Function and Organization of Feedback Connections

The brain has many recurrent loops---situations where neurons send connections back to populations of neurons that they got input from. In fact, less than 10% of synapses in sensory areas of cerebral cortex are from feedforward input; the rest stem from lateral and feedback connections. Much experimental and theoretical research into sensory processing, however, focuses on the feedforward pathway despite the significant impact recurrent connections have on activity. What role do these recurrent connections play, and how do they carry them out? This project combines computational modeling with in vivo imaging to explore the function and organization of recurrent connections in the mouse visual system. Specifically, it proposes training neural network models with recurrent connections on different challenging visual tasks inspired by a hypothesized role of feedback. Once these models are trained, their response to images can be compared to experimental data collected from multiple visual areas.
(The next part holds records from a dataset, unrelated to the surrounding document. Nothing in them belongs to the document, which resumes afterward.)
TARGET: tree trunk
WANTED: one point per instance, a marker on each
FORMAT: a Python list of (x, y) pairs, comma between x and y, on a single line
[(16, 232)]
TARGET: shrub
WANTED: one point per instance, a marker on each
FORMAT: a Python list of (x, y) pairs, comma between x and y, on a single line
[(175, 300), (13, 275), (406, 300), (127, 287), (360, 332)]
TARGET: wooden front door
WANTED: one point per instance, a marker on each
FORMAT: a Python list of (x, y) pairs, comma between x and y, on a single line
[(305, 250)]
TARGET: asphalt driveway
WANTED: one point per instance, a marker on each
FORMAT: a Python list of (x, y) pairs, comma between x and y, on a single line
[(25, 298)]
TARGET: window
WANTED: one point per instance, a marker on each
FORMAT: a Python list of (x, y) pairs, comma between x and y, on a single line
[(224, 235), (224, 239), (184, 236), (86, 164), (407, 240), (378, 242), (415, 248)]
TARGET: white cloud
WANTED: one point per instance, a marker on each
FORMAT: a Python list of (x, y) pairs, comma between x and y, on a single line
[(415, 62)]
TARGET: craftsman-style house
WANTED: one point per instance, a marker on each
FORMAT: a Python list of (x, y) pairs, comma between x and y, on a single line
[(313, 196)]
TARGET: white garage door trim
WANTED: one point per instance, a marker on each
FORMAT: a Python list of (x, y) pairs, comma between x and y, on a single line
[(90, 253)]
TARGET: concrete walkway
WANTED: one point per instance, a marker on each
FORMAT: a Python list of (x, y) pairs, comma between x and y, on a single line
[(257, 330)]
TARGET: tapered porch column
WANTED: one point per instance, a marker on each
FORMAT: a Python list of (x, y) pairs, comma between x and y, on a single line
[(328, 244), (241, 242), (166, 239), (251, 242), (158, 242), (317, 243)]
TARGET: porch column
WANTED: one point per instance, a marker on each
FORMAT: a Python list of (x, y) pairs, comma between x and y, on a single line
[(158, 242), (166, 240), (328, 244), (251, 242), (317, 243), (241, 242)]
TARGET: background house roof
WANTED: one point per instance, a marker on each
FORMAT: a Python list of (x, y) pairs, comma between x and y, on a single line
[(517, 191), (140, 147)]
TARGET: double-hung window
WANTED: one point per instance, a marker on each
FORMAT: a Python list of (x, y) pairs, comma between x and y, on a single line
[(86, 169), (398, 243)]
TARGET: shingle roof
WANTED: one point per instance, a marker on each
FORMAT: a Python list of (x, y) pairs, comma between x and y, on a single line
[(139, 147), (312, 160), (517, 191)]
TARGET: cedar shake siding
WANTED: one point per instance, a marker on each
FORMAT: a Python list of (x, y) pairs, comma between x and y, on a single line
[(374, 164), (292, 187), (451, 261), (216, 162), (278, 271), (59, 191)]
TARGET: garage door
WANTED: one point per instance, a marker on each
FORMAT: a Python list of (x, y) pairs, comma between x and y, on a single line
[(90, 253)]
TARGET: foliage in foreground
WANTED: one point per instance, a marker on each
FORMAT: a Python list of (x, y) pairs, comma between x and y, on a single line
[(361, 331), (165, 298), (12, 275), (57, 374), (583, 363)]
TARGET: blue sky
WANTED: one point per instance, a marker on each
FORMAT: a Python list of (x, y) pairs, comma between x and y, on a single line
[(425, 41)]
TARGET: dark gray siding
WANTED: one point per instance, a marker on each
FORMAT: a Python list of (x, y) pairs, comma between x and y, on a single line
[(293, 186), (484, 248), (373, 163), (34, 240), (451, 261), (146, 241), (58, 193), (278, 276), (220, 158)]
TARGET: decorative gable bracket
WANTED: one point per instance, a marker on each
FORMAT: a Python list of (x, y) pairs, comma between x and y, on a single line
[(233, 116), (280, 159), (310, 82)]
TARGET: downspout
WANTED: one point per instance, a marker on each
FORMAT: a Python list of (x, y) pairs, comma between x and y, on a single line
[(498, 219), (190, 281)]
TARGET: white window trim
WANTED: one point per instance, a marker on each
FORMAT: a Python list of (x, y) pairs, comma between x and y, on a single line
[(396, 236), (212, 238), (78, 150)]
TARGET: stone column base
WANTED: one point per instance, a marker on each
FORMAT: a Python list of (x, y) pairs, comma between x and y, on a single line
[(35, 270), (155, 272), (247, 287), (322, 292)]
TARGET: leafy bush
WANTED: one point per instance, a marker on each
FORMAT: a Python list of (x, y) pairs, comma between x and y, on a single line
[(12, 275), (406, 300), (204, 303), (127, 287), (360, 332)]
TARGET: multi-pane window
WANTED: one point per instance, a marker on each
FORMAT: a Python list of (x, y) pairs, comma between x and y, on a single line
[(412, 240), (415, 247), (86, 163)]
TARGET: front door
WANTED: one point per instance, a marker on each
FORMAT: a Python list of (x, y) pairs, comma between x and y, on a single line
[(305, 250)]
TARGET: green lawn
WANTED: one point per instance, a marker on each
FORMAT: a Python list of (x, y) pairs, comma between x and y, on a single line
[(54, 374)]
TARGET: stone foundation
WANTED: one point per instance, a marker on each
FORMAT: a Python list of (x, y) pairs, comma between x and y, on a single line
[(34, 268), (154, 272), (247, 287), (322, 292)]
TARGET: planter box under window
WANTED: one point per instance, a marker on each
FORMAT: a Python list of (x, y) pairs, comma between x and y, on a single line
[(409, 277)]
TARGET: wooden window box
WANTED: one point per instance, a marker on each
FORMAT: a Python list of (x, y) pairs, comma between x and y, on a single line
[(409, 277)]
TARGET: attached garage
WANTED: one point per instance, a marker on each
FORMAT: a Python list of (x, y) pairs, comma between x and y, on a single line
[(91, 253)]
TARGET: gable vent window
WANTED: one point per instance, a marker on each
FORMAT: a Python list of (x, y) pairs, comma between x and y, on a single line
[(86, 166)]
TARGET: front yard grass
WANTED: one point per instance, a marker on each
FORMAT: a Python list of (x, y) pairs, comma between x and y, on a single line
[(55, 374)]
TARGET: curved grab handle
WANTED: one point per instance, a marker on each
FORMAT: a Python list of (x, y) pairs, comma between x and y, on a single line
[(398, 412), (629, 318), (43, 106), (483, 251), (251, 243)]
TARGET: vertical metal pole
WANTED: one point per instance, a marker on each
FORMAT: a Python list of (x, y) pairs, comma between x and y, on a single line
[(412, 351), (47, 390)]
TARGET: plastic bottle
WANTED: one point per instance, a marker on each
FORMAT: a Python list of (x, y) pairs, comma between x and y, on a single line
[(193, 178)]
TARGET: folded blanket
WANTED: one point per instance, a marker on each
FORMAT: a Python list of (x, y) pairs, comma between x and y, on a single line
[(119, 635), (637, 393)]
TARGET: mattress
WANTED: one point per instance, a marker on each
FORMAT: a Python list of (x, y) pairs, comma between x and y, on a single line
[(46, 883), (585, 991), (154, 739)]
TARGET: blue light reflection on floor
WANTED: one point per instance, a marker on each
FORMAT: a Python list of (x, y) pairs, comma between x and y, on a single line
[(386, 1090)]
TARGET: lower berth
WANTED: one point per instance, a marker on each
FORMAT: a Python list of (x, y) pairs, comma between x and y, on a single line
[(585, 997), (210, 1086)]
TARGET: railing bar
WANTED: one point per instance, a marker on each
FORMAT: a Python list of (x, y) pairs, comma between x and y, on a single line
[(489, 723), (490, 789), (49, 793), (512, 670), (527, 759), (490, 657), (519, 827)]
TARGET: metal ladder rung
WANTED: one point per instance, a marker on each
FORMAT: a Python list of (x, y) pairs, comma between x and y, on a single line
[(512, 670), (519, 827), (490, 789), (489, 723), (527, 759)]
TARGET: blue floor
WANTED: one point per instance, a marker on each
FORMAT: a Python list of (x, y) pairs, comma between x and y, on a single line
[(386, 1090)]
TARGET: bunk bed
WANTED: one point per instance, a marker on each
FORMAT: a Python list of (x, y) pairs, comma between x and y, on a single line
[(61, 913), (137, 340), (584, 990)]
These models also provide an ideal experimental setting wherein the anatomy of the learned connections can be fully characterized. These characterizations can inform hypotheses about what features should be present in the biology. To explore if these features are present, in vivo imaging will be used to characterize the information carried by different pathways in the mouse visual system. The impact of recurrence on neurons in V1 will also be determined by comparing activity under normal circumstances to when these recurrent pathways are silenced. In summary, this work will use modeling to relate properties of feedback connections to their function and test for these properties experimentally. It will also develop an approach that can be applied to many neural pathway. Understanding the role of recurrent processing will inform how the brain processes sensory information over time. Studying this process using computational models also makes it easy to transfer our understanding of the brain to artificial intelligence.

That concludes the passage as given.